The Animal Welfare Institute (AWI) sued the U.S. Department of Agriculture for its “unreasonable delay” in responding to a 2014 AWI petition that asked the agency to require independent certification of certain animal raising label claims.
The Administrative Procedure Act requires federal agencies to respond to petitions for rule-making within a reasonable time. After four-and-a-half years, USDA has not responded to AWI’s petition.
“The USDA’s current policy surrounding the approval of animal raising claims on meat and poultry packages utterly fails consumers,” Dena Jones, director of AWI’s farm animal program, said.
AWI’s rule-making petition, filed in May 2014, asked USDA to require third-party audits to substantiate holistic claims, such as “humane” and “sustainable,” so consumers would know these claims were verified prior to appearing on food labels. The use of these claims and others -- like “animal compassionate” and “raised with care” -- has increased in recent years as consumers have become more concerned about the well-being of animals raised for food and the impact of industrial animal agriculture on the environment.

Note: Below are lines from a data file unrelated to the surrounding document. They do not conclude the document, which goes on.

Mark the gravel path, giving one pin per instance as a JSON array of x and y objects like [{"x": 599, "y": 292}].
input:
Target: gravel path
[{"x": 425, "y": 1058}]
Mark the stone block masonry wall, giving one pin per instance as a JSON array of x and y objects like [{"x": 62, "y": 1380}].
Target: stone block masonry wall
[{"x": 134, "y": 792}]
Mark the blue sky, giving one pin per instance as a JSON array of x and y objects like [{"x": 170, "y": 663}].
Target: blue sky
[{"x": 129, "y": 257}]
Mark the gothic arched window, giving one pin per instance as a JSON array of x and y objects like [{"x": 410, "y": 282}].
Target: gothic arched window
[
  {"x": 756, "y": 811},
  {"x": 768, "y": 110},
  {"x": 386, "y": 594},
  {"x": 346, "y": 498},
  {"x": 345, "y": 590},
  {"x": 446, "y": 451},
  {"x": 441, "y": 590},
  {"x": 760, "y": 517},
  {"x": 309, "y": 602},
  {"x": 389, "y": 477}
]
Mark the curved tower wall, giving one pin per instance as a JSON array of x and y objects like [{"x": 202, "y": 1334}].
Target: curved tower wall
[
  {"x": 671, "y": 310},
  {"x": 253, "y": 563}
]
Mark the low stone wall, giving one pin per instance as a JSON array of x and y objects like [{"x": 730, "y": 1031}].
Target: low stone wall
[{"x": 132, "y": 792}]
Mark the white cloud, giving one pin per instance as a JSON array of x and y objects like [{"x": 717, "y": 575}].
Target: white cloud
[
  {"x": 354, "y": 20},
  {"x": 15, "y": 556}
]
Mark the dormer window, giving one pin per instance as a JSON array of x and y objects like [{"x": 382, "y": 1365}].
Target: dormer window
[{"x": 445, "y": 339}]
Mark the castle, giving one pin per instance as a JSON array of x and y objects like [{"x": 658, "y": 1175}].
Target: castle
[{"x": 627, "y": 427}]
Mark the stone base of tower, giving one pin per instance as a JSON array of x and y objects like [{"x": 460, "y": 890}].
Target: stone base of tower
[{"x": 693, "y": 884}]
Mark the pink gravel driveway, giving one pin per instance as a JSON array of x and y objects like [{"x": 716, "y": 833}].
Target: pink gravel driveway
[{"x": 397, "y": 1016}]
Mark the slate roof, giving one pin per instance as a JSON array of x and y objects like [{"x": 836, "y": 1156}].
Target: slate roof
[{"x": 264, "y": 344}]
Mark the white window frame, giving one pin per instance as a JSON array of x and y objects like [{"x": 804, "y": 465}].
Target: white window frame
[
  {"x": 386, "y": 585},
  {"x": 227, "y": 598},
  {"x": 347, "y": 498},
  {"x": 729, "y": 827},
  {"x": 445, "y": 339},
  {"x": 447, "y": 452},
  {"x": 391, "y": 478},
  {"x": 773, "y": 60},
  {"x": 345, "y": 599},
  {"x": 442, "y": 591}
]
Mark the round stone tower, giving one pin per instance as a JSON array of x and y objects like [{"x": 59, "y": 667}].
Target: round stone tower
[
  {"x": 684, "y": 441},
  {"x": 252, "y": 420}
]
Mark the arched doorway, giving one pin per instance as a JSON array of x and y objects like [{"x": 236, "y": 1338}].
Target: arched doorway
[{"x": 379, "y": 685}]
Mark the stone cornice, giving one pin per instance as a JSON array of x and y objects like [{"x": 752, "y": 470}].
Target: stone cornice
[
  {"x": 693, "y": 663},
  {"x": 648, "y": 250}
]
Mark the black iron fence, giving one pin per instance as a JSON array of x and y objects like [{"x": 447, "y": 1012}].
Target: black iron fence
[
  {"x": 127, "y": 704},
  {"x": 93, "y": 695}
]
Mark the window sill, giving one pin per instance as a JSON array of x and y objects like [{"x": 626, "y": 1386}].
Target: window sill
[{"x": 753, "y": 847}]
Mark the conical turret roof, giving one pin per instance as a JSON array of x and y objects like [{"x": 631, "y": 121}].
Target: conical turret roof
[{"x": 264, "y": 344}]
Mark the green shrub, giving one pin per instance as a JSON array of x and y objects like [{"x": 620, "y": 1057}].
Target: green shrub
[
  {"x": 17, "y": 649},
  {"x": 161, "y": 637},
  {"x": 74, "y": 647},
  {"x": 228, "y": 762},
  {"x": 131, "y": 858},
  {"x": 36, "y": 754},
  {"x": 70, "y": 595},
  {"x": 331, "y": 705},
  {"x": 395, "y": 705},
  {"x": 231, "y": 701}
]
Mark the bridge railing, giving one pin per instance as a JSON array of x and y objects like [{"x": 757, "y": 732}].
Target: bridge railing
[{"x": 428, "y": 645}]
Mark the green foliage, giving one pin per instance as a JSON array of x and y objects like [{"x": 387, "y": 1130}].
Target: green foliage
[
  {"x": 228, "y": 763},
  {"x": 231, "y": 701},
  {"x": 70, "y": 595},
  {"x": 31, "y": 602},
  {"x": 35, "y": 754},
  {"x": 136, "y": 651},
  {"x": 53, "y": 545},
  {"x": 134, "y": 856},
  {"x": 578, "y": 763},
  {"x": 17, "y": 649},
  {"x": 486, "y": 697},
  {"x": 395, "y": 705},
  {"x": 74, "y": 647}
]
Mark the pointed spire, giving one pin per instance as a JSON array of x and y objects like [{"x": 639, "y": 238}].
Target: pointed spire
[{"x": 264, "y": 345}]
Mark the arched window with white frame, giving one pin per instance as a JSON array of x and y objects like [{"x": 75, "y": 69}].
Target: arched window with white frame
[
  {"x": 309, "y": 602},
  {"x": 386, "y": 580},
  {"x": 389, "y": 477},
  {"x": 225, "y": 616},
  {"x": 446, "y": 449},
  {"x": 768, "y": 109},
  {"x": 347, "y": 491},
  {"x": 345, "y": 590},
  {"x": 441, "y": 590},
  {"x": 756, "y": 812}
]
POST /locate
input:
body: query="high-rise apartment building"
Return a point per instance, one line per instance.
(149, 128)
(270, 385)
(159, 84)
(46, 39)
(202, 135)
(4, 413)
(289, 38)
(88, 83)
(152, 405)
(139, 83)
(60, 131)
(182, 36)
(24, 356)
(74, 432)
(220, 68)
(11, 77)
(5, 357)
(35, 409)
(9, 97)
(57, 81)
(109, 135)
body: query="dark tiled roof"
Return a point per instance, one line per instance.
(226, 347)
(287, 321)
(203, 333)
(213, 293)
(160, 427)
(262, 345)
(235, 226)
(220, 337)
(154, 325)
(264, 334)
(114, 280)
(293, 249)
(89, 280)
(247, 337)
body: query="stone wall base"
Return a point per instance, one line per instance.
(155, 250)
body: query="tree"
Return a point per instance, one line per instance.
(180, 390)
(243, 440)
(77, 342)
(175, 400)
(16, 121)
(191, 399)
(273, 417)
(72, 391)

USDA attempted to resolve problems with its label approval process in 2016 by issuing a guidance document related to animal raising claims. “However, the document was so inadequate that more than 99% of commenters at the time were opposed to it,” AWI said. "The guidance continued to allow for misleading claims and did not increase transparency. Moreover, as commenters noted, it carried no mandate for third-party certification of animal welfare and sustainability claims."
According to an October online survey of more than 2,000 U.S. adults commissioned by AWI and conducted by The Harris Poll, 86% of meat/poultry/egg/dairy consumers agreed that the government should not allow the use of claims like “humanely raised” on food product labels unless verified by an independent inspection. Eighty-nine percent of these consumers said the government should require more than a producer affidavit to use such claims on those types of products.
USDA’s current practice for label approval consists of reviewing brief statements from producers testifying that they meet USDA’s definition for the claim or accepting the producer’s own definition for undefined claims such as “humanely raised.”
Consumers also overwhelmingly oppose USDA’s practice of allowing producers to create their own definitions for certain claims. According to a separate AWI-commissioned survey conducted by The Harris Poll in September 2018, 81% of frequent purchasers (four or more times per month) of animal products said producers should not be allowed to set their own definitions for claims about how farm animals are raised.
AWI said it hopes this lawsuit will force USDA to take much-needed action to address its failing label approval process. Requiring independent inspection by third parties will simplify the process and ensure that “humane” and “sustainable” claims made on food packages are vetted. Additionally, if USDA requires third-party certification for animal welfare and sustainability claims, AWI believes that more producers will participate in these programs and that more animals will be raised under higher, more transparent standards of care.
“For consumers concerned about farm animal welfare and environmental sustainability, third-party certification will provide much-needed cues for making food choices that are consistent with personal values,” Jones said.
AWI is represented by Duke University Law School’s Environmental Law & Policy Clinic.